Muchas campañas son exitosas no sólo porque logran el triunfo, sino al empoderar a la persona que pasa de candidato (a) a líder del partido.
Se dan no pocos casos donde primero es el partido el que carga a la persona que postula para luego ésta ser quien soporta a todo el grupo que originalmente la aupó.
En 2018 México tuvo sin embargo otra de las situaciones previsibles. El líder del movimiento era el candidato y nadie sino él podía haber recibido la encomienda.
Seis años después el líder indiscutible de Morena sigue siendo AMLO y tan lo es que él diseñó y procuró el método para seleccionar a la candidata que le gustaba para seguir su obra.
Esa selección no fue un dedazo, como vulgarmente se dice. O no solo. Como un buen presidente priista hacía, tuvo agudeza y capacidad para imponer a quien mejor aceptaría todo el grupo.
El movimiento abrazó a Claudia Sheinbaum porque Andrés Manuel logró proyectar perfectamente que tal era su deseo, consonancia que hizo harto difícil cualquier defección, se llamara Adán Augusto o Marcelo el inconforme.

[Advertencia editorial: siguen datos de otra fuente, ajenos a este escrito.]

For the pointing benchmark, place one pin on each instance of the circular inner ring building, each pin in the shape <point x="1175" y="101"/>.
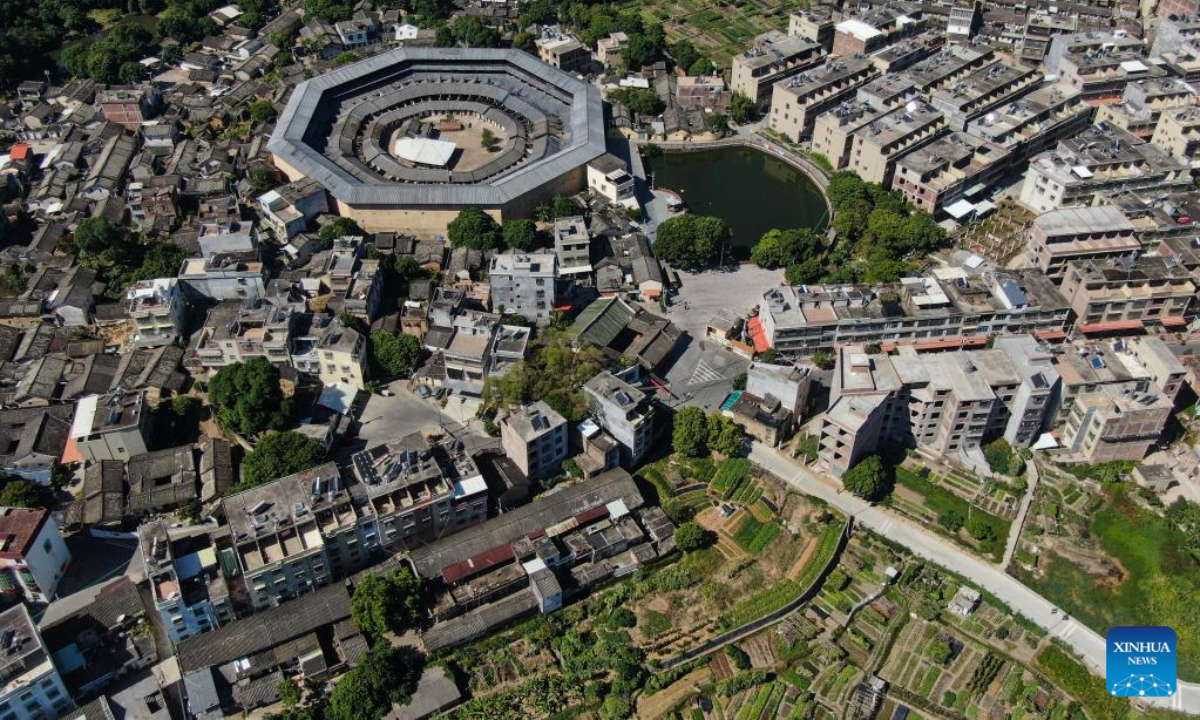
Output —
<point x="406" y="139"/>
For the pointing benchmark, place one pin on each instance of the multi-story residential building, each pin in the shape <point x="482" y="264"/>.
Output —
<point x="951" y="65"/>
<point x="798" y="101"/>
<point x="876" y="145"/>
<point x="33" y="688"/>
<point x="957" y="166"/>
<point x="624" y="412"/>
<point x="1067" y="234"/>
<point x="534" y="438"/>
<point x="1129" y="293"/>
<point x="609" y="49"/>
<point x="1177" y="133"/>
<point x="561" y="49"/>
<point x="420" y="490"/>
<point x="874" y="30"/>
<point x="573" y="245"/>
<point x="1110" y="424"/>
<point x="33" y="557"/>
<point x="1035" y="121"/>
<point x="815" y="23"/>
<point x="610" y="179"/>
<point x="948" y="403"/>
<point x="948" y="310"/>
<point x="772" y="57"/>
<point x="1098" y="162"/>
<point x="287" y="210"/>
<point x="113" y="426"/>
<point x="225" y="276"/>
<point x="129" y="107"/>
<point x="238" y="331"/>
<point x="982" y="90"/>
<point x="186" y="583"/>
<point x="834" y="131"/>
<point x="295" y="534"/>
<point x="964" y="21"/>
<point x="525" y="283"/>
<point x="1103" y="73"/>
<point x="157" y="311"/>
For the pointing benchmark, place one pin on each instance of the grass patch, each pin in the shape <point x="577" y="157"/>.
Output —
<point x="1161" y="587"/>
<point x="942" y="502"/>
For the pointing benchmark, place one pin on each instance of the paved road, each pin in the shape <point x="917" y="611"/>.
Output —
<point x="1086" y="642"/>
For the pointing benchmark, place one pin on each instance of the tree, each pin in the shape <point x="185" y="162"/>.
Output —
<point x="276" y="456"/>
<point x="520" y="234"/>
<point x="383" y="604"/>
<point x="487" y="138"/>
<point x="690" y="537"/>
<point x="738" y="657"/>
<point x="289" y="693"/>
<point x="690" y="433"/>
<point x="867" y="479"/>
<point x="18" y="492"/>
<point x="742" y="108"/>
<point x="341" y="227"/>
<point x="262" y="112"/>
<point x="691" y="241"/>
<point x="367" y="691"/>
<point x="473" y="228"/>
<point x="395" y="353"/>
<point x="249" y="399"/>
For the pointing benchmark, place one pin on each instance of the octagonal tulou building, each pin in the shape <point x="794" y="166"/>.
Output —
<point x="408" y="138"/>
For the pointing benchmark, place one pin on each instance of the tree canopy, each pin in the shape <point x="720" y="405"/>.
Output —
<point x="868" y="479"/>
<point x="249" y="399"/>
<point x="367" y="691"/>
<point x="785" y="249"/>
<point x="395" y="353"/>
<point x="383" y="604"/>
<point x="473" y="228"/>
<point x="691" y="241"/>
<point x="276" y="456"/>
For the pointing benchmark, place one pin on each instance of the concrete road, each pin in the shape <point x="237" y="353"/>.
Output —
<point x="1086" y="642"/>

La operación destape habrá sido en vano, por supuesto, si Sheinbaum es derrotada en las urnas el 2 de junio. Pero en este caso se espera mucho más que el triunfo: debería surgir la nueva e indiscutible cabeza del obradorismo.
Morena carece de vida institucional en parte por su juventud, pero sobre todo porque surgió y vive en torno a una sola persona. Esta condición le ha permitido sortear dificultades, mas el futuro, donde esa virtud cohesionadora podría convertirse en defecto, le alcanzará bien pronto.
Si Sheinbaum gana, la noche del mismo 2 de junio iniciará una cohabitación digna de verse. López Obrador tendrá a una igual por primera vez en muchos años. No importa que el formalismo de la jura presidencial tome cuatro meses más: ella se sabrá tan presidente como él, y viceversa.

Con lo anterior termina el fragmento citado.